Anjali Patel, Wayne State University


The chemical and electronic variability of Fe-S clusters are surely key factors for why these cofactors are so prevalent in biology since they can serve as reaction centers in several functionally diverse metalloproteins. Due to their reactive properties, it is not surprising that Fe-S cluster biogenesis is carefully controlled by a dedicated set of proteins that work in a regulated but orchestrated manner to drive cofactor production.

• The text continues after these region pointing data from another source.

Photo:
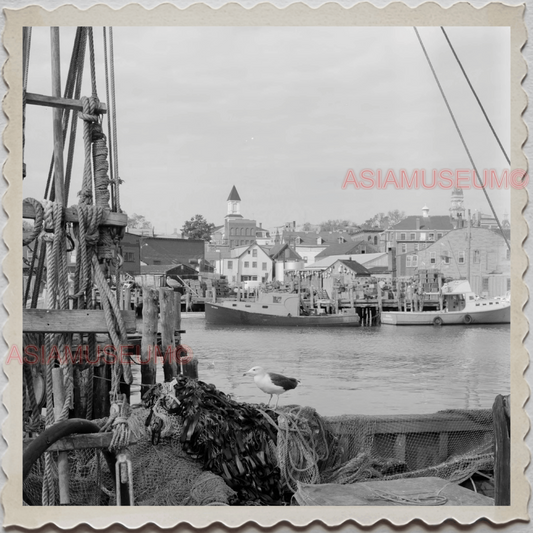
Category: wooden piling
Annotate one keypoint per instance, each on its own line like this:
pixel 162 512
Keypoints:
pixel 149 339
pixel 168 322
pixel 127 298
pixel 177 304
pixel 502 452
pixel 63 473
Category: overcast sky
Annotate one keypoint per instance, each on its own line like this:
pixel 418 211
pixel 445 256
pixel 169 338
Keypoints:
pixel 283 114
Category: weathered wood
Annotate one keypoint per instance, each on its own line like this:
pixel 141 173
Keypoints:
pixel 168 322
pixel 430 423
pixel 60 102
pixel 177 303
pixel 71 321
pixel 63 472
pixel 127 298
pixel 502 453
pixel 111 219
pixel 149 339
pixel 58 116
pixel 101 389
pixel 79 442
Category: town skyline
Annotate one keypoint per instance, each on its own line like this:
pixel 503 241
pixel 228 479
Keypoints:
pixel 284 114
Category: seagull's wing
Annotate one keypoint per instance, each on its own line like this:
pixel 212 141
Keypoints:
pixel 283 381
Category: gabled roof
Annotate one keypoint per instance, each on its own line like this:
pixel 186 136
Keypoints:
pixel 344 248
pixel 355 267
pixel 284 250
pixel 234 195
pixel 311 237
pixel 171 251
pixel 362 259
pixel 442 222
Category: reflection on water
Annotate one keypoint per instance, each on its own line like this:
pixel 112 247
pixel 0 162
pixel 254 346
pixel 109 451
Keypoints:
pixel 385 370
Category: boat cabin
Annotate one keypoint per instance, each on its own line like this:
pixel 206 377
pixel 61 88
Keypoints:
pixel 270 303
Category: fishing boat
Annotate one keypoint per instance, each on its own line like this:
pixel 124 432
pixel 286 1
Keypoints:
pixel 459 306
pixel 277 309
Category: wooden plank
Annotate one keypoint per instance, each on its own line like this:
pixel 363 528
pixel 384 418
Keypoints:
pixel 60 102
pixel 112 219
pixel 78 442
pixel 431 423
pixel 502 453
pixel 71 321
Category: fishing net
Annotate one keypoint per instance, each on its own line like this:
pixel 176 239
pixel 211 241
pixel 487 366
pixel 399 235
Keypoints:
pixel 197 446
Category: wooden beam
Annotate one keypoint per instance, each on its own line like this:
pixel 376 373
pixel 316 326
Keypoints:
pixel 71 321
pixel 78 442
pixel 55 101
pixel 112 219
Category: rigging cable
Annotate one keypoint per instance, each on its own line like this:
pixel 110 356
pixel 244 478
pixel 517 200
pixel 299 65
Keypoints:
pixel 476 96
pixel 461 136
pixel 109 133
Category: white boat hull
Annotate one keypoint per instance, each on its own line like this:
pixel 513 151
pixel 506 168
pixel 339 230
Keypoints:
pixel 498 315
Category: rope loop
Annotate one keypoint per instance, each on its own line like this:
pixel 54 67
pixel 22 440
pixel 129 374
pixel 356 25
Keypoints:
pixel 39 220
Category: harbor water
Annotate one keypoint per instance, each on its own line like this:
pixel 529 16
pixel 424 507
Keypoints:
pixel 368 370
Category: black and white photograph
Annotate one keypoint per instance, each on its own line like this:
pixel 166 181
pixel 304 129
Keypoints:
pixel 268 265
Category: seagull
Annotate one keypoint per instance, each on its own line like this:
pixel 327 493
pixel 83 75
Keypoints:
pixel 271 383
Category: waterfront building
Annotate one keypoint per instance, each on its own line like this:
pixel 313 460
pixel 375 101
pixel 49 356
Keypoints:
pixel 478 255
pixel 247 263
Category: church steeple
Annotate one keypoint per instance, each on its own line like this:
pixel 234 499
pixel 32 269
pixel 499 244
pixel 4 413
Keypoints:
pixel 234 204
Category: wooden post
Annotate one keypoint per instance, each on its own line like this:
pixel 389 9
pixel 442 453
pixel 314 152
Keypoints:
pixel 127 298
pixel 58 114
pixel 502 452
pixel 168 322
pixel 149 339
pixel 63 472
pixel 441 303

During Fe-S cluster biosynthesis, cysteine desulfurase functions as the sulfur source for assembling the cofactors and this enzyme operates by producing sulfane sulfur from L-cysteine and providing the sulfur in its activated form to the assembly scaffold protein via transfer of a persulfide intermediate to drive cluster assembly. In yeast, the cysteine desulfurase “Nfs1” is supported by the accessory protein “Isd11”. Although several functional studies support the physiological dependence of Nfs1 for being active only with Isd11, less attention has been given to investigate the molecular properties of each protein alone and in a complex and also in elucidating the biophysical basis of their coordinated activity. Combined with previously published results from other labs, our molecular characterization enhances the understanding of the activity of the Nfs1-Isd11 complex partners in working together to drive mitochondrial Fe-S cluster biogenesis. Recent studies have shown that ACP is a stable binding partner for the mitochondrial cysteine desulfurase and this interaction suggests a possible link between fatty acid synthesis and Fe-S cluster biogenesis. This chapter describes an initial work on the Yeast ortholog “Acp1”. The objective of this study is to characterize the interaction of Acp1 with Nfs1-Isd11, Fe-S cluster assembly, and iron itself.